En su oportunidad, al ver lo agraciado de las pequeñas, la mujer del relato no informó como debía al Consejo de Ancianos del nacimiento de sus hijas, producto de padre mitotero desconocido. Internalizado en la conducta de la mujer, quizá desde millones de años atrás, el sentido biológico de la “maternalidad-protección” llevó a la madre a entregar clandestinamente una de las dos gemelas a otra mujer para su resguardo…Cuando se podía y bajo las sombras de la noche, la madre y su amiga se reunían con ambas niñas para verlas crecer juntas. En el caso que nos ocupa –hoy lo sabemos por estudios con gemelos- llamaba la atención que una de las dos pequeñas fuera la “dominante”, la fuerte, la ágil y la que pronto podría elaborar “cestería de nudo apretado”, típica de los grupos trashumantes del norte, capaz de portar agua sin que se filtrara una gota, o cocer a la leña de mezquite seco, alfarería tan fina que se le conocía como de “cáscara de huevo”; veloz, correteaba cervatillos “cola blanca” y atendía con celeridad los gritos y silbidos de sus mayores. La otra gemela, en cambio, tomada por lenta y perezosa, solo era capaz de ayudar a recoger raíces y leña, recolectar alimentos de la estación o guijarros para collares. Lo más molesto era, no obstante, que la pequeña no “obedecía” al gritársele que se detuviera cuando el clan iba en marcha por el desierto; la pequeña seguía adelante, silenciosa, aislada; tampoco pronunciaba palabra o sonido alguno.

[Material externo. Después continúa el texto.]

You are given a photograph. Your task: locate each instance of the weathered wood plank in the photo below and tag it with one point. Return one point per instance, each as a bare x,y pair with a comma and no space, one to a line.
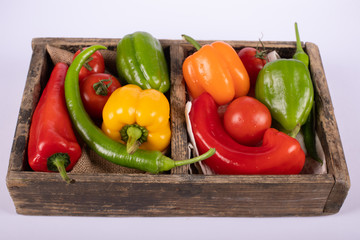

Sería así que eventualmente, se dieron cuenta que la niña –la gemela más débil- era sordomuda. Aunque en las noches solía mirar extasiada el cielo estrellado y la Vía Láctea como solo se observa en el límpido desierto norteño, la pequeña no hablaba nunca… “¿Cómo sobrevivirá esta niña al no ser capaz de escuchar el lenguaje de silbidos, parte esencial de nuestra comunicación huachichil? ¿Qué hará en momento de peligro o desplazamientos del clan?”, cavilaba la madre. Con el correr de los meses y para mayor infortunio de la pequeña, el Patriarca del grupo descubrió el secreto, descubrió el desacato de la madre muchas lunas atrás ordenando se le citara ante el Consejo de Ancianos…La audiencia entre la madre y los ancianos solo pudo haber producido un veredicto final: “Pariste dos niñas y una debe morir; de otra manera nuestra tribu empezará a crecer excesivamente poniendo a todos en peligro”, señaló el Patriarca, “y rompiste las normas que nos han regido desde nuestros antepasados”, reforzó otro de los ancianos…” También las dos mujeres fueron sancionadas sin que hubiera la menor duda sobre cuál de las dos gemelas debería morir; mientras tanto, madre e hija serían expulsadas del grupo hasta no verse ejecutada la pena.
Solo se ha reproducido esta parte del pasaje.